Thursday, 20 August 2015

What is driver class in Hadoop?

We don’t do any calculation part in driver program. The driver program mainly use to

1.       Set Hadoop Configuration.
2.       Set  Job.
3.       Include FileSystem.
4.       Specify the input file path and output file path.
5.       Make the jar file of the main class because Hadoop can only work on jar files  .
6.       Specify Map output key class, Map output value class.
7.       Specify Reduce output key class, Reduce output value class.
8.       Define the path of Mapper derived class and Reducer derived class.
9.       Waits until the job is completed.

Data types in Hadoop

There are various data types used in Hadoop such as
int -------->IntWritable

long -------->LongWritable

boolean -------->BooleanWritable

float -------->FloatWritable

byte --------> ByteWritable

We can use the following built-in data types as key and value

Text :This stores a UTF8 text
ByteWritable : This stores a sequence of bytes
VIntWritable and VLongWritable : These stores variable length integer and long values
Nullwritable:This is zero-length Writable type that can be used when you don’t want to use a key or value type

The following hadoop built-in collection data types can only be used as value types

ArrayWritable:This stores an array of values belonging to a Writable type.
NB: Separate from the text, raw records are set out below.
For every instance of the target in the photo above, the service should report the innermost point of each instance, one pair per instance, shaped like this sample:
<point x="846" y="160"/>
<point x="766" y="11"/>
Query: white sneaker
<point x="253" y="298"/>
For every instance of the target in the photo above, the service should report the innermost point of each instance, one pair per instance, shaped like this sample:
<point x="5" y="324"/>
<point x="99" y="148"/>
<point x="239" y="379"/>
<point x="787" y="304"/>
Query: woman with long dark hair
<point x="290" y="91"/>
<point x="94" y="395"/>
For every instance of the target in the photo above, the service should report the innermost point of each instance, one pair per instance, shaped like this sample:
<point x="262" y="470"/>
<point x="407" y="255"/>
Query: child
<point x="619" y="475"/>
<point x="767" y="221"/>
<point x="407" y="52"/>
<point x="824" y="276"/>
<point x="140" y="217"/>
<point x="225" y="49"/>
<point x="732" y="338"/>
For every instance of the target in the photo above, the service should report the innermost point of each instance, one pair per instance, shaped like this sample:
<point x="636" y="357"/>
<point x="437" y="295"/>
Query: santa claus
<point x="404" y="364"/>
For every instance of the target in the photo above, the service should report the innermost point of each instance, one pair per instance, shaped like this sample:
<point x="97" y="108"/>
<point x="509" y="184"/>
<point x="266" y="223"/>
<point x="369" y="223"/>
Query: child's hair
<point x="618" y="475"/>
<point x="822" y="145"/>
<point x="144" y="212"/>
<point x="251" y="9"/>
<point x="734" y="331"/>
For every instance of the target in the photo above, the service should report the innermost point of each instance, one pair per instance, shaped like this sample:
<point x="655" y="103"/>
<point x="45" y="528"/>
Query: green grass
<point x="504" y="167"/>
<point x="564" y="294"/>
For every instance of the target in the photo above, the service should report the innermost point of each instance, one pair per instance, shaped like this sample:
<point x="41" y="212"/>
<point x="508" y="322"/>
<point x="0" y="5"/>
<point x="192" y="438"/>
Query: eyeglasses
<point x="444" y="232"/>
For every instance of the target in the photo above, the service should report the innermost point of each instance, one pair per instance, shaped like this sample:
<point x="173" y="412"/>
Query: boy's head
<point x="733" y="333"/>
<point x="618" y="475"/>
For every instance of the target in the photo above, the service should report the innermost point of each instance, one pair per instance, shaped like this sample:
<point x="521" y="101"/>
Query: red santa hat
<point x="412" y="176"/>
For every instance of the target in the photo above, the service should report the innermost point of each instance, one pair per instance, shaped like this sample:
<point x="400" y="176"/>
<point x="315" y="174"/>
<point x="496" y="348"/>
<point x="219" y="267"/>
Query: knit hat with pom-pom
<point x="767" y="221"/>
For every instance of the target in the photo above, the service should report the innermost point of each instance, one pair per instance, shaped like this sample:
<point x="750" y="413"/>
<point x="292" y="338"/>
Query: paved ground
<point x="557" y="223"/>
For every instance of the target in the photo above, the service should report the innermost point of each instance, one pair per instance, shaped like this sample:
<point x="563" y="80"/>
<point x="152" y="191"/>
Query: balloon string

Note: You may have question why we use Writable after every simple data types. Because in a big data world, structured objects need to be serialized to a byte stream for moving over the network or persisting to disk on the cluster...and then deserialized back again as needed. When you have vast amounts of data at like Facebook scale to store and move, your data need to be efficient and take as little space to store and time to move as possible.